Is there then a case for a more proactive and assertive Shanghai Cooperation Organisation creating its own sphere of influence – at peril to US interests in the region?
To establish its dominance of the region, India can be expected to present Pakistan with simultaneous and multidimensional challenges aimed at essentially overwhelming its capacities to deal with them, stunting its economic growth drastically and forcing it to succumb to Indian supremacy in the region.
In the political and diplomatic dimensions, India is likely to enhance its campaign to isolate Pakistan internationally and to malign it further as a failed state that is exporting terrorism and is incapable of dealing with its inherent terrorism problem. Its effects at the UN and in the US Congress are a clear indicator of its malicious designs.
In the security dimension, it will continue to brew trouble within Pakistan by training, arming and financing terrorists and separatists in FATA and Balochistan. RAW is directly supporting a Globally Designated International Terrorist like Mullah Fazlullah in Kunar and Nurestan in carrying out terrorist activities in Pakistan. His and his benefactor’s involvement in the Peshawar school massacre is damning.
In the domestic dimension, it will continue to keep our internal situation destabilised and in permanent upheaval through its agents in our society.

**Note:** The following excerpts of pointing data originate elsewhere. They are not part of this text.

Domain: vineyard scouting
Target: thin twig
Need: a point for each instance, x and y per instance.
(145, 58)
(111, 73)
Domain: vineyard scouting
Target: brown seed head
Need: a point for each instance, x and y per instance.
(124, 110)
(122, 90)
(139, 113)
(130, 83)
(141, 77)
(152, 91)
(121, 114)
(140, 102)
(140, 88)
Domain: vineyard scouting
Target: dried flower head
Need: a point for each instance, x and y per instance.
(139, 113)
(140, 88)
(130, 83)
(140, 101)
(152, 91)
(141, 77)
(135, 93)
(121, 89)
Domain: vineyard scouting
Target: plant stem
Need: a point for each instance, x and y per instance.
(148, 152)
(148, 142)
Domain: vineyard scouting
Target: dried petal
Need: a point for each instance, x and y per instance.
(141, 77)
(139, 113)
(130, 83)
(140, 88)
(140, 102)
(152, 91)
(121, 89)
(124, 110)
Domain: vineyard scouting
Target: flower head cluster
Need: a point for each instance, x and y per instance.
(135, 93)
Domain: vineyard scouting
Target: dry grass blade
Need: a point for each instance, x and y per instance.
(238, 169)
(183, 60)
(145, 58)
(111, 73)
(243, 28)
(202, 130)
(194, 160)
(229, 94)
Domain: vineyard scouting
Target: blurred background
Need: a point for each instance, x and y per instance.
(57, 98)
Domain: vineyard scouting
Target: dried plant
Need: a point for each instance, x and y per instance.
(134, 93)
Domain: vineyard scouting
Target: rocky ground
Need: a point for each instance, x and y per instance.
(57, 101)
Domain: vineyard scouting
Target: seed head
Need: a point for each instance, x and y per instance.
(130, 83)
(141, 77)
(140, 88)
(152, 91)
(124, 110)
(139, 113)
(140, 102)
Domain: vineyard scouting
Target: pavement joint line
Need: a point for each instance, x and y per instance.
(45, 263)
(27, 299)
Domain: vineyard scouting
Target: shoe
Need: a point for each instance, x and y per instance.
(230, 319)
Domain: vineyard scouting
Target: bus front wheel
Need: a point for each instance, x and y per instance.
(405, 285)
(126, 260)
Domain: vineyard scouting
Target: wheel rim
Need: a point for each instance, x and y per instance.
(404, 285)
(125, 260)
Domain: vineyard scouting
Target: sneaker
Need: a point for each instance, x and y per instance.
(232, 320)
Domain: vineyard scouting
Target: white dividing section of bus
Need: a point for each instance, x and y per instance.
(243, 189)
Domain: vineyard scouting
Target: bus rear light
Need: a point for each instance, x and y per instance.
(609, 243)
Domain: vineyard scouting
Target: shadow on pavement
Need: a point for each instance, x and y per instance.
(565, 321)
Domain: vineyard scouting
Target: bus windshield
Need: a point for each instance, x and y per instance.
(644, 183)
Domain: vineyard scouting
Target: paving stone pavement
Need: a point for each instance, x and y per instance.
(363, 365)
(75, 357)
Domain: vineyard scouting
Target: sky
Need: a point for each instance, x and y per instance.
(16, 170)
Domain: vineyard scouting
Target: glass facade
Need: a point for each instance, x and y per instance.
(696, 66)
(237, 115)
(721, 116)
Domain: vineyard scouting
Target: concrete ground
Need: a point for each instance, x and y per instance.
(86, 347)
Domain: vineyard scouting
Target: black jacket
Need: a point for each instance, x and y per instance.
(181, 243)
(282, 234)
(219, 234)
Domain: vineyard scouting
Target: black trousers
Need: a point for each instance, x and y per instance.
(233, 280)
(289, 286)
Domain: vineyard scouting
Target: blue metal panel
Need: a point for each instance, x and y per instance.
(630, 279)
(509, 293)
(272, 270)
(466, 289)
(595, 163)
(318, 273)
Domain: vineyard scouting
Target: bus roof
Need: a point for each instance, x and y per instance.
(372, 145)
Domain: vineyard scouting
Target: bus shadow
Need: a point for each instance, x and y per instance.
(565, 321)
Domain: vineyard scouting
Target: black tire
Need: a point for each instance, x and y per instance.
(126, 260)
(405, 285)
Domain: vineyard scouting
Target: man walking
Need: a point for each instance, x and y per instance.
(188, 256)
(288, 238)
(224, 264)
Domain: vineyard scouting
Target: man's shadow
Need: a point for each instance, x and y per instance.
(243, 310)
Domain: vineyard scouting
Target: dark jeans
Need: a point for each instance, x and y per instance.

It’s cultural and media offensive will continue through certain well-known Pakistani circles.
In the military dimension, it will keep the LOC, the working boundary and the international borders under growing pressure with the intention to divert Pakistan’s attention from Balochistan and Operations Zarb-e-Azb and Khyber One being fought against its cunning protégés. It is also likely to engage Pakistan in an unacceptably costly nuclear and conventional arms race.
Pakistan’s response should be equally measured and matching.
At the political level, we need to continue showing the same national unity and resolve that we have shown for Operations Zarb-e-Azb and Khyber One. This must be supported by perceptibly good governance and a general uplift of the morale of the nation. Our political and military leadership must move to lead, motivate and inspire the nation in this time of trial.
At the diplomatic level, Pakistan needs to launch a strong, well-considered exterior maneuver that not only negates Indian machinations but also puts forth Pakistan’s point of view with clarity and force. Since Mullah Fazlullah has been declared an international terrorist and RAW is known to be supporting him and his gang, a case must be taken up at the appropriate international forums to declare all agencies including RAW that deal with him as terrorist organisations.
In view of India’s increasing access to US, Russian and western military arsenal, technologies and know-how, Pakistan too will have to raise the capacity of its armed forces to maintain a viable strategic balance. Indian military and nuclear capabilities are likely to increase substantially. The intentions of Messrs.Modi, Doval& Co are likely to become even more hostile. With the gap in conventional and nuclear forces of India and Pakistan set to increase further, there is bound to be a compatible increase in the strategic imbalance too. This will lead to Pakistan’s increasing reliance on its nuclear forces and the perceptible lowering of its nuclear thresholds.
Pakistan needs to re-evaluate what these ominous strategic partnerships and alignments in the region portend. US and India need to reassess the fallouts of their ostensible strategic partnership.
The writer is a retired brigadier, a former defence advisor to Australia and New Zealand and secretary general of Pakistan Forum for Security and Development.